The list of scenarios goes on.

But I don't see myself as a victim, in fact I would go as far as to say that I actively counter the description of victim. It's not a word I can associate with; it has no resonance or connection for me, and I just, plain, don't like it.

Why? 

The instant you are described as a victim, two things happen. Firstly, people feel sorry for you (please don't feel sorry for me), and secondly there's then an imbalance of power in the relationship. We might not realise it, and it certainly isn't done with malice or intent; but the change is there. And I don't think that what someone else has done to me in the past should carry on having an effect, for other people, in the future. 

Similarly, I don't like being described as a survivor (the more positively perceived version of victim) because that just leads back to being a victim again.
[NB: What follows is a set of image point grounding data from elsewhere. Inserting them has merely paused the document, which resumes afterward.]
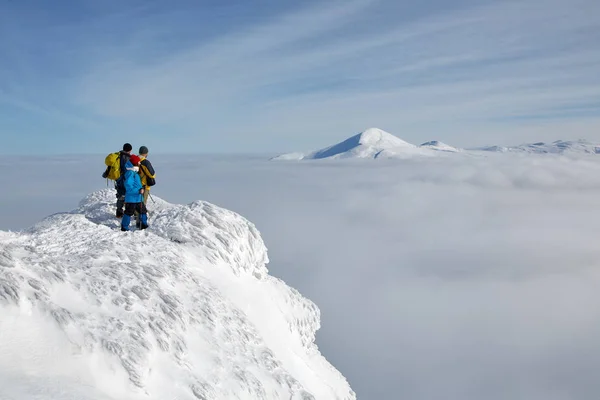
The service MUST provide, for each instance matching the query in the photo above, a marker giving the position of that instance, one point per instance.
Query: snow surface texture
(440, 146)
(558, 147)
(185, 310)
(376, 143)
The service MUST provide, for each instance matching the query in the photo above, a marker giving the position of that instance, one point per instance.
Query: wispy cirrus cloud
(274, 76)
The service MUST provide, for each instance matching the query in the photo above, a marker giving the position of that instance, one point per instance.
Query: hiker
(147, 175)
(134, 194)
(115, 170)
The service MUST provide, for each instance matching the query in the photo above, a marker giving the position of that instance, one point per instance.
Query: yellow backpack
(113, 162)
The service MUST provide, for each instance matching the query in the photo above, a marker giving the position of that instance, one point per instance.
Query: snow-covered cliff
(183, 310)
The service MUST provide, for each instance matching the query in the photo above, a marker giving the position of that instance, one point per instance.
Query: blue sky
(271, 76)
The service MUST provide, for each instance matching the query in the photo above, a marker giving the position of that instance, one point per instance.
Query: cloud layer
(444, 278)
(279, 76)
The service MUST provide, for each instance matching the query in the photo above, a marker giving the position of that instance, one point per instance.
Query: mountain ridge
(185, 309)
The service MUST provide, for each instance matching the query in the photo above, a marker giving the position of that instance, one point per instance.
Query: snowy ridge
(558, 147)
(372, 143)
(439, 146)
(184, 310)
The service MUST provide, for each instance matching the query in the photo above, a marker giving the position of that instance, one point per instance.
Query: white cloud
(444, 278)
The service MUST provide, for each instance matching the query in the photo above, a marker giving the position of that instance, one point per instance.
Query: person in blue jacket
(134, 195)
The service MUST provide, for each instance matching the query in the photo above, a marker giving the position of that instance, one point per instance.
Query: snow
(451, 277)
(183, 310)
(375, 143)
(439, 146)
(371, 143)
(581, 146)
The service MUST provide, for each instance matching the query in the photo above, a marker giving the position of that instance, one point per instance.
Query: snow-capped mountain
(183, 310)
(372, 143)
(558, 147)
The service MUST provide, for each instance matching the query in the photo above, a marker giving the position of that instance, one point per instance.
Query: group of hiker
(133, 176)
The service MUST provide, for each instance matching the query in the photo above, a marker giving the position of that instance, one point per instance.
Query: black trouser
(120, 201)
(131, 208)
You can't be a survivor without having first been a victim.

And here's the biggest thing of all: you can't be a victim, and be a success at the same time.

The two are mutually incompatible. The reason? If you still see yourself as a victim, you're likely to be stuck in the victim mindset (not the same as the victim mentality).
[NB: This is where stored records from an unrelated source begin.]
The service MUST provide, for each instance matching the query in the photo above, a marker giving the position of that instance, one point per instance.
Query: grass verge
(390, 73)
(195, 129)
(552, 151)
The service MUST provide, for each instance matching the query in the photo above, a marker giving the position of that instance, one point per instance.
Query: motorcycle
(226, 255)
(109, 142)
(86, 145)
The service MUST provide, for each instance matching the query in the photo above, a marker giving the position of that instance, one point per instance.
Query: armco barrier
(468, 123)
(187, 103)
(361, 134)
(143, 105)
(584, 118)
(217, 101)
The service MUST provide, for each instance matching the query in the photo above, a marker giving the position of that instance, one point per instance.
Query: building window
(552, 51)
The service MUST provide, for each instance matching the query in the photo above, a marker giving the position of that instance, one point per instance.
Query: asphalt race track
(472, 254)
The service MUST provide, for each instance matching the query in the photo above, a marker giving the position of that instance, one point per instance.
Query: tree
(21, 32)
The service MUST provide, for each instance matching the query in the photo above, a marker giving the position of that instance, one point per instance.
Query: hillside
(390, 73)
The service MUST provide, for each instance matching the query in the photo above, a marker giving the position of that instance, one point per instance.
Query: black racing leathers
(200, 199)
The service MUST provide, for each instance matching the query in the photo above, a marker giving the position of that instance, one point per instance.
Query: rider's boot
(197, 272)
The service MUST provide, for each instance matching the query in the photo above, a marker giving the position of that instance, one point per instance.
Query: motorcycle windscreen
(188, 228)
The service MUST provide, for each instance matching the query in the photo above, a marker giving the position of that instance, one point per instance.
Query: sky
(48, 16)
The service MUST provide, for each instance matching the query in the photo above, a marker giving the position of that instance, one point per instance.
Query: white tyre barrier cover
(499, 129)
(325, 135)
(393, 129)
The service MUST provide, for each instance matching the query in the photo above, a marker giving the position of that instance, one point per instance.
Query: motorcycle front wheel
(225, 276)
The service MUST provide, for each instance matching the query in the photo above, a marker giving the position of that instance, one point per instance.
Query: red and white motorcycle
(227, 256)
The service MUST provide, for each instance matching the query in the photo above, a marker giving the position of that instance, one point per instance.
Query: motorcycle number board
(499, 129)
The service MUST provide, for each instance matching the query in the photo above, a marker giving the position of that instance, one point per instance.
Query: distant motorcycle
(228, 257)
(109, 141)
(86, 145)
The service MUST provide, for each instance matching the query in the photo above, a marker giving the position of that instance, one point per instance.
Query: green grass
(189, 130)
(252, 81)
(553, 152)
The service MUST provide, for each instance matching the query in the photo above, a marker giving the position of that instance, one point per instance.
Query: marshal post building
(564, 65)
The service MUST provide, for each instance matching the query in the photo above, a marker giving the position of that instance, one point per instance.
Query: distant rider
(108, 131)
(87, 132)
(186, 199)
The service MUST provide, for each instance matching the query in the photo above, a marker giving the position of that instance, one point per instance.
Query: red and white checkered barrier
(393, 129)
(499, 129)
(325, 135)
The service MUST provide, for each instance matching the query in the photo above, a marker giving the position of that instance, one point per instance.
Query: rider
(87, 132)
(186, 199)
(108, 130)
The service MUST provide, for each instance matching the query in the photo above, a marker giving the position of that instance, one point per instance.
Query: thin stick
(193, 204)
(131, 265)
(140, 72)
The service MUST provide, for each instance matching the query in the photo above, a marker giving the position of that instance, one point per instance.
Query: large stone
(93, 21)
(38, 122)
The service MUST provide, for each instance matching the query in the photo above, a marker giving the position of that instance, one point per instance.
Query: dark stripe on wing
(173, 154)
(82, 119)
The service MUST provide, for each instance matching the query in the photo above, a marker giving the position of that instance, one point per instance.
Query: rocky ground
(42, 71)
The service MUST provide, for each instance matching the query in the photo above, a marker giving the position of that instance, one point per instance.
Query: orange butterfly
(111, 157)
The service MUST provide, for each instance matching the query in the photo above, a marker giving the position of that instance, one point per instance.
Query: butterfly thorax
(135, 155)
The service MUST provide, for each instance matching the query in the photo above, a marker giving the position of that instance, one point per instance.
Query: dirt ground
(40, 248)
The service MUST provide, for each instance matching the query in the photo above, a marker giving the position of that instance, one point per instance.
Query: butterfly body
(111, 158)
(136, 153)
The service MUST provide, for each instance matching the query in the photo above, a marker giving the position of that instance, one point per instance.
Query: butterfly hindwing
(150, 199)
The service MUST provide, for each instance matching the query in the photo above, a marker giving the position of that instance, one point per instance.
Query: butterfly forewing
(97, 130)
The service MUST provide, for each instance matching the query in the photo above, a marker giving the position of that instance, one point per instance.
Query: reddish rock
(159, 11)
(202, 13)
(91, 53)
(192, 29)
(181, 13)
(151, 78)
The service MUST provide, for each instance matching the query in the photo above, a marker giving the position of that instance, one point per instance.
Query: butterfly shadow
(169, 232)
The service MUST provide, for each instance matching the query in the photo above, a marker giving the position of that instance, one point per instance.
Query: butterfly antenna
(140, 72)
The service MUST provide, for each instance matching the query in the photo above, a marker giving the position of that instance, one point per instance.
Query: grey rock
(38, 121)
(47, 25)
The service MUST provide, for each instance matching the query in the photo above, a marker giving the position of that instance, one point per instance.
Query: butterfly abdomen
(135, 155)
The victim mindset tends to see us believing that we are unable to move forwards because of the harm that has befallen us, that this harm has caused us irreparable damage (that we'll never be able to overcome), that life is too hard or difficult - and that we can't achieve what we want to achieve. We're not strong enough, or determined enough; we don't have enough energy

Now I should say right now that I'm not blaming you, or anyone else who has been a victim somewhere along the line. Far from it. You are more than entitled to be angry, upset, disappointed, frustrated, sad, or any other permutation of feeling, if you've been at the mercy of someone who has hurt, abused, or damaged you. 

More than entitled.

However, you can't move forwards and achieve success - whatever that success might be - if you're still holding on to that negativity. That hurt. That pain.

Because you'll keep going back to it. It'll keep eating away at you; the unfairness, the inequality, the downright wrongdoing that was levelled at you. And you're right to feel those things.

But not forever.

At some point, you have to let go. You have to see it, and accept it, for what it is. What it was. But what it won't be anymore.

You have to say that enough is enough, and that your life is now yours again. That the person who wronged you isn't in control of your life, or of you, anymore. That you've taken over, peace is breaking out, and you're back and happening.

Only when you can truly feel that will you be able to break the shackles of victimhood, and take the reins of success.

1. Accept it for what it is: An outrage, an inequality of epic proportions, and TOTALLY unfair. But are you going to let it eat you up anymore? Are you going to let that person, or event, carry on affecting your life? Or are you going to say 'I accept this, I see it, but I don't allow it to cloud my life any longer'.

2. What happened to you is not the sum of who you are. You are not a bad person, and you didn't ask for, or want, these things to happen. Things happened to you, and they made you feel a certain way, but in order to move forwards the inequality has to end. You need to seek help, take counselling, speak to a friend, or perhaps start meditating or using mindfulness techniques to take hold of your life again. A life of great worth and value.

3. Always remember that you are loved, and when you're loved you can move mountains. I promise you, even if it doesn't seem apparent to you right now; someone, somewhere loves you. Someone somewhere wants you to be happy - and you make them happy. You add to their life. They see your pain, and they want to help. They want to walk this next stage of your journey with you, next to you. Reach out to them, accept their love - and embrace what the world has to offer you.

For whatever you want, your heart's desires, are out there; you just have to leave the label of victim behind, and take on the mantle of successful you.